By way of Reason‘s Nick Gillespie, we discover this article at Salon by Will Doig. Doig is upset by the sort of thing Gillespie writes about D.C.’s bike-sharing programme, whose demographics are overwhelmingly affluent, white, and highly educated — maybe not a tax-funded transportation programmer for the 1%, but easily a transfer to the 5%. Doig first points out the problem:
The ReasonTV report was prompted by a survey that showed 95 percent of the system’s regular users have college degrees, four-fifths are white, and only 7 percent make less than $25,000 a year. This ridership obviously doesn’t reflect the demographics of Washington, D.C. Despite this, the system has received $16 million in subsidies — $1 million of which was earmarked for transportation to benefit low-income residents.
And then airily waves it away:
It’s an argument that’s carefully calculated to befuddle people who are used to arguing against inequality, and who typically rage against the idea of government handouts for the well-off. Suddenly, bikeshare users are being asked to justify a publicly funded system that’s not used by everybody equally.
Except that we don’t have to justify it, because it’s public transportation.

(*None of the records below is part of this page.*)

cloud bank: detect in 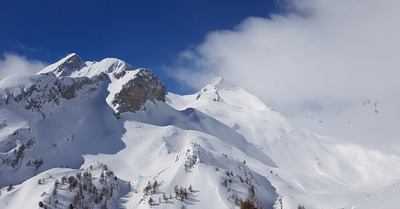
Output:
[175,0,400,114]
[0,53,47,80]
[174,0,400,152]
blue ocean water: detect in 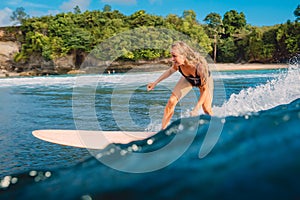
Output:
[0,65,300,199]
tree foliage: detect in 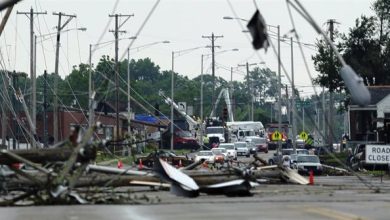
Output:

You should click through to verify that I didn’t truncate that last paragraph, editing away context to make it look bad. ”We don’t have to justify it, because it’s public transportation” might be the most breathtakingly honest retort to a regressive transfer I’ve ever seen. But while “It’s a shibboleth, now shut up” might be an honest statement of position, it’s not a particularly good argument.

Jaw-droppingly honest, and yet it doesn’t leave a mark.